同じ楽器の生徒と輪になって4人で練習してるっぽい。隣の男子生徒が冗談でも言ったのか、笑いながらデコピンしてる。
男子生徒が反撃の構えを見せると、ファイティングポーズを返す。かかってこんかいとか言ってんだろな。てか、両手離して楽器は大丈夫なのか? あ、よく見るとベルトを肩にかけて楽器と繋がってるのか。
ん? 何を言ったんだろ? 男女3人が爆笑してる。嵯峨根さんが両手を羽ばたかせて奇妙な踊りを踊ると、更に腹を抱えて笑っている。
結愛が嵯峨根さんに近付いて、苦笑しながら楽器を指差して注意をしてるみたいだ。
嵯峨根さんがビシッと敬礼のポーズをすると、3人はまた笑っている。
敬礼以外、まるで嵯峨根さんのイメージにねえんだけど。
え、嵯峨根さんってあんなキャラだったの?
小さくてかわいい自分をよく分かってるあざとい女だとばかり思ってた。あんな、冗談言って周りを笑わせたり踊ったりするなんて想像つかなかったわ。
……俺の前では、精一杯かわいい女を演じてたのか。
あの驚異の情報網で俺のドS心を的確に突く女でも調べ上げてたのかもしれない。後ろめたいことのある俺には脅威を感じて疑心暗鬼になってしまう程に的確だったもんな。

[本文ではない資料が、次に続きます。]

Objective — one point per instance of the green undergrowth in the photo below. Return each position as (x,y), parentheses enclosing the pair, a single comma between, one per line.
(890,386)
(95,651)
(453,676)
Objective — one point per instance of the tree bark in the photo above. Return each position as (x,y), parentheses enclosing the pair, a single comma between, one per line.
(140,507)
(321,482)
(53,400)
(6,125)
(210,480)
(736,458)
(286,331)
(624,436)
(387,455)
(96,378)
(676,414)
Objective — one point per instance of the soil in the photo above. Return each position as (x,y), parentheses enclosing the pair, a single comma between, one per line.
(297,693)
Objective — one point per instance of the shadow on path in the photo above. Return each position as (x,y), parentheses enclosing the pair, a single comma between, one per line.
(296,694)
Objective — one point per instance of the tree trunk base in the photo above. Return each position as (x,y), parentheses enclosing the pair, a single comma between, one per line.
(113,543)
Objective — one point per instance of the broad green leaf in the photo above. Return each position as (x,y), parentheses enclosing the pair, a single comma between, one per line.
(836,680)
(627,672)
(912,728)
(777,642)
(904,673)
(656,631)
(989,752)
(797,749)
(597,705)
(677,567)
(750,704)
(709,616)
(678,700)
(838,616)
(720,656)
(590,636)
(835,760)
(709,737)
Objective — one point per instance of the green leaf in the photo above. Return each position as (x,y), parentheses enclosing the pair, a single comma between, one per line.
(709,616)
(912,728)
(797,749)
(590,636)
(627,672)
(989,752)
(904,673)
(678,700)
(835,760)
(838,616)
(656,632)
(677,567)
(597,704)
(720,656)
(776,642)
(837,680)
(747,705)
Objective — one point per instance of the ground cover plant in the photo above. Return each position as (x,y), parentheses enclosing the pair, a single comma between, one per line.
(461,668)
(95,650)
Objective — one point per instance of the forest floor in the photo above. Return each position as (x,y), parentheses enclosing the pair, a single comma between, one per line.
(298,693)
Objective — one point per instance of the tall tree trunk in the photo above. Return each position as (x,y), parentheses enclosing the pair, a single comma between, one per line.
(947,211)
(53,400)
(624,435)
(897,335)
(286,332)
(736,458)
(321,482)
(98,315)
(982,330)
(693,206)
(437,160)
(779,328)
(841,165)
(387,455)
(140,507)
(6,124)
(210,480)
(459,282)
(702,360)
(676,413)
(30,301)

たしかにさっきの嵯峨根さんだと、おもろい女友達だとしか思えねえわ。
素の自分を隠して、俺好みの女になろうとしてたんだろうか……。
俺は嵯峨根さんに何を言った。あんな陽気な女の子を泣かせた上に暴言吐いといて、全く心苦しさを感じなかったなんて、ひどいヤツだな、俺って……。
あの涙の方が演技だと決めつけてた。
俺のためにしてきたことを全否定されて、本当に溢れた涙だったんだ。
ごめん、嵯峨根さん。俺今、心から謝りたい。太陽作戦なんてナシだ。ちゃんと、嵯峨根さんと向き合って話をしよう。
もう練習始まってるのを邪魔する訳にはいかない。終わるまで待つか。